There are a variety of issues that are specific to RAG-based legal AI systems and lead to delusions. Legal retrieval is complex to start. Finding the right (or best) authority can be difficult, as any lawyer will attest. In contrast to other fields, law is not solely based on verifiable facts.?Instead, it is developed over time through the drafting of judgments?by judges.
This makes it challenging to determine the collection of documents that provide a clear answer to a query, and occasionally, hallucinations happen for no other reason than the retrieval process of the system malfunctions.
Secondly, even in cases where retrieval is successful, the document obtained may not be relevant. The American legal system is characterized by a lack of uniformity in its rules and precedents across different jurisdictions and historical periods. As a result, materials that appear relevant based on their semantic similarity to a particular query may not be relevant for reasons specific to the law. As a result, there is the witnessing of hallucinations when these RAG systems are unable to determine whose authority is binding. This is especially troublesome because legal study is the most critical area where the law changes. For example, one system misquoted the Dobbs decision to invalidate the “undue burden” threshold for abortion restrictions as sound law.?
?Third, there are dangers in legal contexts due to sycophancy, which is AI’s propensity to concur with?users'?false presumptions. For example, a system naively accepted the assumption of the question. In this case, the assumption was that Justice Ginsburg dissented from the Obergefell case, establishing a right to same-sex marriage. The system then responded by stating that her position on international copyright was the reason behind her decision. In fact, Justice Ginsburg did not rebel in the Obergefell case, and copyright was not at all relevant to the decision. Despite such a response, the outcomes are encouraging. Our experiments demonstrated that both computers could traverse queries based on erroneous premises.?
However, there can be severe repercussions when these systems do accept false user claims. This is especially true for individuals who want to utilize these tools to help pro se, and under-resourced litigants have more access to the legal system.
Ultimately, these challenges outline the necessity of thorough and open benchmarking of legal AI technologies. In contrast to other fields, the application of AI in law still needs to be revised. Most tools do not offer systematic access, share very little information about their models, or even present evaluation findings. This opacity makes it quite difficult for lawyers to obtain AI products.
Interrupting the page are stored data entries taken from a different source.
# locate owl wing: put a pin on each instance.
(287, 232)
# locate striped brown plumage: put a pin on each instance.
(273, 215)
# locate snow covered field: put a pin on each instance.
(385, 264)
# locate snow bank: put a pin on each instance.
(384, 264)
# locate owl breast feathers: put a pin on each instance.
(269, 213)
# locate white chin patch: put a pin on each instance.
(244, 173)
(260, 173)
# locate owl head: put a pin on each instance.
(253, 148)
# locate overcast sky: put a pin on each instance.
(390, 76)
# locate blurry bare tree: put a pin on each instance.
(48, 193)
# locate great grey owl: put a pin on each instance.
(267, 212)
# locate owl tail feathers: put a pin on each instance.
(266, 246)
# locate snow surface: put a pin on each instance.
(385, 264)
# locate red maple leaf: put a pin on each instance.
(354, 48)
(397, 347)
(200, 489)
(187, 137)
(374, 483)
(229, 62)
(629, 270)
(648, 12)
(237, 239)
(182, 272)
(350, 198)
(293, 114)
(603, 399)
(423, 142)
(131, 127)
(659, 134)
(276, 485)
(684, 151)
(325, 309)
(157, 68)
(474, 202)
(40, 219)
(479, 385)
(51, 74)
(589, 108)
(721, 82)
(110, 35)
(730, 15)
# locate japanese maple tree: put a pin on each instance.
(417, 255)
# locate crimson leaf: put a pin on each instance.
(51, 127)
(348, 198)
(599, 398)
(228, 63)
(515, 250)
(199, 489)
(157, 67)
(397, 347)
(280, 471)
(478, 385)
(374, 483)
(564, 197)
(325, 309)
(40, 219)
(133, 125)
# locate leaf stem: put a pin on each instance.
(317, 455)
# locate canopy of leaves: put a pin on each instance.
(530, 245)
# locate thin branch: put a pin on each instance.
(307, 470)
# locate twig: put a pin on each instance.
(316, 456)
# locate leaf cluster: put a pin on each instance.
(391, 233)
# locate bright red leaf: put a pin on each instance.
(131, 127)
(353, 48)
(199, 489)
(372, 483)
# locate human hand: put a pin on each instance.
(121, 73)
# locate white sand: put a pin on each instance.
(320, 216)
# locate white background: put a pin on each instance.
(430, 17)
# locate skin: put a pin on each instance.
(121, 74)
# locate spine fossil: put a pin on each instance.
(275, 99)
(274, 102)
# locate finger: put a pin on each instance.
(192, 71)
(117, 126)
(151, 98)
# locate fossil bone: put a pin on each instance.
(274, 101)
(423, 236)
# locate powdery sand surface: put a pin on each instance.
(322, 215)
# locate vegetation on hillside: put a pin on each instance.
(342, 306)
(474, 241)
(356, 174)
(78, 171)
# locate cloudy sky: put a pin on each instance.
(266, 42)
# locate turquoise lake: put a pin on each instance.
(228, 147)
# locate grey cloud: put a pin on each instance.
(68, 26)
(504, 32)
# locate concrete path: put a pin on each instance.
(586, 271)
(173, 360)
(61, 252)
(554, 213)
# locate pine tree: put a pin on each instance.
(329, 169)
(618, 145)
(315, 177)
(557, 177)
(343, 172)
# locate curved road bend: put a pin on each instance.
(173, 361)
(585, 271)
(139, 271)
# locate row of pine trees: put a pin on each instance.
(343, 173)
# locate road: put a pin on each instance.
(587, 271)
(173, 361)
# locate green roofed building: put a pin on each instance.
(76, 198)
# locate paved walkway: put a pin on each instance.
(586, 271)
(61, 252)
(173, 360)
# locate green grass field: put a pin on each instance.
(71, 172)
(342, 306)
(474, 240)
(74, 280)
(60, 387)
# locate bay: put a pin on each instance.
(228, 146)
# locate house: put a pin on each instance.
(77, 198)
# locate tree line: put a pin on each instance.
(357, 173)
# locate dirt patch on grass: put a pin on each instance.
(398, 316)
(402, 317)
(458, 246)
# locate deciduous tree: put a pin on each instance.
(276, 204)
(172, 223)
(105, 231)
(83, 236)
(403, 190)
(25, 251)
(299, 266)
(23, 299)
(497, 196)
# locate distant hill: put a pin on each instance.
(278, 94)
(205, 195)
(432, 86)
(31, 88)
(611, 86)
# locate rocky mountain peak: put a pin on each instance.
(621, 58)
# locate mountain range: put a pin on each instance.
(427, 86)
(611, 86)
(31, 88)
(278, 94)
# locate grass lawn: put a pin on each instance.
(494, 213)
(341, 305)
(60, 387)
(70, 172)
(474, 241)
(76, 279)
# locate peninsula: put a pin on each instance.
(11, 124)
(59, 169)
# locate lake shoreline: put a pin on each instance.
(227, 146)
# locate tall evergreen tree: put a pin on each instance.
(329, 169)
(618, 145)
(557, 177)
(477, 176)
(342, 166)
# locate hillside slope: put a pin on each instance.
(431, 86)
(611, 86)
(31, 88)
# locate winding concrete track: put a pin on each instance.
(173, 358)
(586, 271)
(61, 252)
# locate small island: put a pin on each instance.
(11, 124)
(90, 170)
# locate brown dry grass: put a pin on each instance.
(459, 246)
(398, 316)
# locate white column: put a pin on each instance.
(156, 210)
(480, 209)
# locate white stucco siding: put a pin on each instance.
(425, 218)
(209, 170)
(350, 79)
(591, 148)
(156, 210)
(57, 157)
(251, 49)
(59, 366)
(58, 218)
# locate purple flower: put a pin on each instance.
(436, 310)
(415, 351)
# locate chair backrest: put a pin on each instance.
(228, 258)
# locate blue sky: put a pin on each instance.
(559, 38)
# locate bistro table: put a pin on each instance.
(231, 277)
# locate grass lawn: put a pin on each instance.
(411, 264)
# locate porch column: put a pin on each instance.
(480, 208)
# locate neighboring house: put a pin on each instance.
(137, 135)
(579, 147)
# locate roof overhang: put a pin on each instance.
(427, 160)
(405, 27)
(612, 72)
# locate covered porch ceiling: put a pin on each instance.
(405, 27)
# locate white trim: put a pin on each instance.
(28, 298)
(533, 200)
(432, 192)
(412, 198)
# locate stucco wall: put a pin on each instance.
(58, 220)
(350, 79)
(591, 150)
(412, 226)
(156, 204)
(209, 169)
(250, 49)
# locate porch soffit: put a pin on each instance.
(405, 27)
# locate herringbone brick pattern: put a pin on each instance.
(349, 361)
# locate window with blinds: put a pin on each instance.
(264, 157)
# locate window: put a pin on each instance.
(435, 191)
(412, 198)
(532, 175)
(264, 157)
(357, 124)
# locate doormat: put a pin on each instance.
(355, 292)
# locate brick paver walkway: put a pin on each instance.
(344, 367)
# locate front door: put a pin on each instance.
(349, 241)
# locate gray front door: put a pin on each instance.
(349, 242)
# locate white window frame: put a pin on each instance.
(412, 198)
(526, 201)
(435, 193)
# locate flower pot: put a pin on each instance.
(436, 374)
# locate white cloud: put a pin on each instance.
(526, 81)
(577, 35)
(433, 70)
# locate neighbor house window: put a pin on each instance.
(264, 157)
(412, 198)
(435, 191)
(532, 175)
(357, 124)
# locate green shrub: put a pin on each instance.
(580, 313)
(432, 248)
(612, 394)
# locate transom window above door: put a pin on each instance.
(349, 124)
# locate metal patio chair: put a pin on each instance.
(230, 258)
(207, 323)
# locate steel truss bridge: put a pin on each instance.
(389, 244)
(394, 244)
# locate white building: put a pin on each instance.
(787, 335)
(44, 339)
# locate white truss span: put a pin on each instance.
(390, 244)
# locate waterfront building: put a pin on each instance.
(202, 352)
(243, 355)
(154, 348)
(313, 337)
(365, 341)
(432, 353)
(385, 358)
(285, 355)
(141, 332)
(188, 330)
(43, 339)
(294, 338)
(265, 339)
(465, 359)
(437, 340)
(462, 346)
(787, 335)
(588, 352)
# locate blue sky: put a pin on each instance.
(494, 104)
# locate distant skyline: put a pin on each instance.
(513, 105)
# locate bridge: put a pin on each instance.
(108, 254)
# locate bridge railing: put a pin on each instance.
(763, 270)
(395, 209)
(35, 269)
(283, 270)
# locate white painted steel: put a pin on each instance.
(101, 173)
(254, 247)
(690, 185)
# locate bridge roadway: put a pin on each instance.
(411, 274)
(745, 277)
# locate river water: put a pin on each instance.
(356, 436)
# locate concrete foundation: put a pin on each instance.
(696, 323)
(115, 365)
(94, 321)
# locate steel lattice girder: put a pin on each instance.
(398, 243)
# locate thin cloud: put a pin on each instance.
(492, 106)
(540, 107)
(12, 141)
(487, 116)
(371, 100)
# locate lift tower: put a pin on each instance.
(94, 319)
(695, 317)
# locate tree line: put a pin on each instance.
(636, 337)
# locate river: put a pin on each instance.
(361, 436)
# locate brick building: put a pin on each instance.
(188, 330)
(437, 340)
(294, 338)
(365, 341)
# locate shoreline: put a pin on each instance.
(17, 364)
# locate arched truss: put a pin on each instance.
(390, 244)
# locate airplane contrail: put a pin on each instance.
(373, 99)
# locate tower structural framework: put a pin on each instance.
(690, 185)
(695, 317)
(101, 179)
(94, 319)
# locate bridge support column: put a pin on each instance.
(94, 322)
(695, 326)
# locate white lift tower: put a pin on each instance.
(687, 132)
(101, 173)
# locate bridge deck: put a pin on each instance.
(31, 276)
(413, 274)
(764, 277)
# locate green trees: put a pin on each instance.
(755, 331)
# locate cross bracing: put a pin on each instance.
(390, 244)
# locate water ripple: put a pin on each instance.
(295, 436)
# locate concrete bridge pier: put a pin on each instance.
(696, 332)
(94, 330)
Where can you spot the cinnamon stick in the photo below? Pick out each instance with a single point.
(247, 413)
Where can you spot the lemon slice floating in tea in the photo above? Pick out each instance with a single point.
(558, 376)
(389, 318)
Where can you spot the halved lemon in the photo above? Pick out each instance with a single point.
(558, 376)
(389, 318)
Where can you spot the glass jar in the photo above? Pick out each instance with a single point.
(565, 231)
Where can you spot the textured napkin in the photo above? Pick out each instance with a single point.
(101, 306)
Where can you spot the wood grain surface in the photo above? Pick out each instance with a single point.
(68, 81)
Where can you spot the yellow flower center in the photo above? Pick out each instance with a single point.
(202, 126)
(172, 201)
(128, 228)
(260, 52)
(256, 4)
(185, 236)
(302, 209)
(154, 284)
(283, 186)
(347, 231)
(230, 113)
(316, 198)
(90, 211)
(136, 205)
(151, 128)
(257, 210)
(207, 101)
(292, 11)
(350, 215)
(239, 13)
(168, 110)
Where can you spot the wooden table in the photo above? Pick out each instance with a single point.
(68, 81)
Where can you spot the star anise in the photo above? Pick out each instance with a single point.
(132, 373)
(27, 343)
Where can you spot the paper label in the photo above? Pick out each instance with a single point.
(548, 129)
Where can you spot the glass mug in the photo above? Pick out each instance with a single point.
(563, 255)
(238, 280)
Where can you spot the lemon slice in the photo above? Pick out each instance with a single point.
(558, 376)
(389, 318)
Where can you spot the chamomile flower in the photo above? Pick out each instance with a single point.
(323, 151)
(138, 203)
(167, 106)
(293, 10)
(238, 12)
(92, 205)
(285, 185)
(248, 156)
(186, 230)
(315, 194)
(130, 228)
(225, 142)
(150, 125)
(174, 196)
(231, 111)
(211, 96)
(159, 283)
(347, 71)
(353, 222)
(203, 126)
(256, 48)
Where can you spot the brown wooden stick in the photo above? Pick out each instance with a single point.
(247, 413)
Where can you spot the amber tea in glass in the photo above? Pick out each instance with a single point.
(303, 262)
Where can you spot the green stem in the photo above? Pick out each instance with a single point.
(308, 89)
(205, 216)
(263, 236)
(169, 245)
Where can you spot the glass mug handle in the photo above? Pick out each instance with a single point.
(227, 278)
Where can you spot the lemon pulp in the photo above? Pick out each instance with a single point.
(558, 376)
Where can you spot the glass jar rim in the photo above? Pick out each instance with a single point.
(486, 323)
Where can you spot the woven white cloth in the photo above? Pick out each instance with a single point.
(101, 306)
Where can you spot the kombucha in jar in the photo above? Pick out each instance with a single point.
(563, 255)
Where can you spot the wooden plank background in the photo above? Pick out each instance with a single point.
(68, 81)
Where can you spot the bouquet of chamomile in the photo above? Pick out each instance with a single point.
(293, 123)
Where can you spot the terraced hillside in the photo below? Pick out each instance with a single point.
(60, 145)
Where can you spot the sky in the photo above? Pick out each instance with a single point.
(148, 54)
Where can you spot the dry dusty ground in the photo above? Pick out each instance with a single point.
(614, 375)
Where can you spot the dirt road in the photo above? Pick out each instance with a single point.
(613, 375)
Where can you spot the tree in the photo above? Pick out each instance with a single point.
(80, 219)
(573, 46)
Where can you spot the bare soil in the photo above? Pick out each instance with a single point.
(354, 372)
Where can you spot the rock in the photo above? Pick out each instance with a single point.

Paul Weiss, a large legal firm, tested a product for almost a year and a half without developing?"hard metrics"?because the process of verifying the AI system was so complex that it?"makes any efficiency gains difficult to measure."?Responsible adoption is challenging because of the need for more rigorous evaluation metrics, particularly for practitioners with fewer resources than Paul Weiss.?
The inability of attorneys to uphold the standards of professionalism and ethics is another danger posed by the need for more openness. The bar organizations of Florida, New York, and California have all recently published guidelines regarding the supervisory obligation of attorneys over work products generated by artificial intelligence programs. Furthermore, as of May 2024, over 25 federal judges had issued standing orders directing lawyers to report or keep an eye on the use of artificial intelligence. It might be easier for attorneys to fulfill these obligations with access to assessments of the particular instruments and openness regarding their creation. On the other hand, because of the prevalence of hallucinations, attorneys might have to double-check every assertion and reference that these tools produce, which would undermine the purported productivity benefits that legal AI tools are meant to offer.